Frank Paul inquiry commissioner wants prosecutors to testify
Friday, February 29, 2008
VANCOUVER - In a precedent setting ruling, Frank Paul inquiry commissioner William Davies has ordered B.C.'s criminal justice branch to explain why charges weren't laid against police involved in the death of the homeless man.
It was the actions of two Vancouver police officers that resulted in the insensibly intoxicated man being refused entry to the city jail on the night of Dec. 5, 1998, then being dumped in a downtown alley where he died of exposure some hours later.
Saying the branch was "currently under a cloud for its response to Mr.

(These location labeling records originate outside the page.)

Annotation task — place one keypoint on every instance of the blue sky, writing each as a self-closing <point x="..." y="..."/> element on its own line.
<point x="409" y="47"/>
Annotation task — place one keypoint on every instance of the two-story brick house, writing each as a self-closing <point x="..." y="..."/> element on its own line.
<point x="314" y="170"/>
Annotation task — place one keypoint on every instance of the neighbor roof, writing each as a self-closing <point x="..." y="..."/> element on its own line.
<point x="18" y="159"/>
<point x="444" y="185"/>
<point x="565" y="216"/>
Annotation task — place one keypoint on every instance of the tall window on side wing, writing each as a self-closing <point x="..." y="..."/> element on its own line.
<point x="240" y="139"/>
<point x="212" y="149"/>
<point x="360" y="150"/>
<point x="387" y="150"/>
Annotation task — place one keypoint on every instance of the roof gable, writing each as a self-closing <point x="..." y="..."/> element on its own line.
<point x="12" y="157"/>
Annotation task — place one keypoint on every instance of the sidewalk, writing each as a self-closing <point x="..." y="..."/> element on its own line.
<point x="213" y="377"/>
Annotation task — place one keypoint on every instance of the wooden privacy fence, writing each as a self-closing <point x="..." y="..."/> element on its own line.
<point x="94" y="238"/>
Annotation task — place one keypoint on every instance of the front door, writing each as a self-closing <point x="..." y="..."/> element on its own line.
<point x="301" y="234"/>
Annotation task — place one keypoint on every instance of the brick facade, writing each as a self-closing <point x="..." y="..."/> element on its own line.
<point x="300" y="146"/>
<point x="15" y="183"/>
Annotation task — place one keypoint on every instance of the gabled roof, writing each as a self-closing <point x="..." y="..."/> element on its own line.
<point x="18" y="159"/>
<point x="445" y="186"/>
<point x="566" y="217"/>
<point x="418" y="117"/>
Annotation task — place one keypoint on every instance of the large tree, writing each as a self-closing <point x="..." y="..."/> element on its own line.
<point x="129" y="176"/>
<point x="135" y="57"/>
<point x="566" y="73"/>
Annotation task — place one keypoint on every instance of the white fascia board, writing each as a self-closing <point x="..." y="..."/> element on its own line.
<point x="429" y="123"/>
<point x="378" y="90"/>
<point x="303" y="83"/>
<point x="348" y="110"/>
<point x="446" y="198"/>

Paul's death," Davies rejected arguments the inquiry didn't have the jurisdiction to order former prosecutors - who are now judges - to testify.
The former prosecutors are Michael Hicks, now a provincial court judge in the South Fraser district, and Austin Cullen, who was appointed to the B.C. Supreme Court in 2001.
Davies, a retired justice of the B.C. Supreme Court, also rejected arguments the branch couldn't be subpoenaed for evidence concerning why a charge was or was not laid or that it had immunity against disclosure based on the principle of the independence of the Crown counsel's office.
It was also argued there was a solicitor-client relationship between salaried prosecutors of the branch and the assistant deputy attorney-general for whom they work, but Davies laid waste to that saying no such privilege existed.
Without any explanation from the criminal justice branch concerning charges, the inquiry wouldn't be able to fulfill its mandate, Davies argued.
"If the branch's assertions are correct then the commission will be unable to properly answer the question of the response of the branch to the death of Frank Paul," wrote Davies in a 57-page ruling.
"The fact that the branch was included among the public bodies enumerated in the [commission's] terms of reference satisfies me that there is public concern respecting the branch's response and this concern relates to both the processes followed and the decisions made," said Davies.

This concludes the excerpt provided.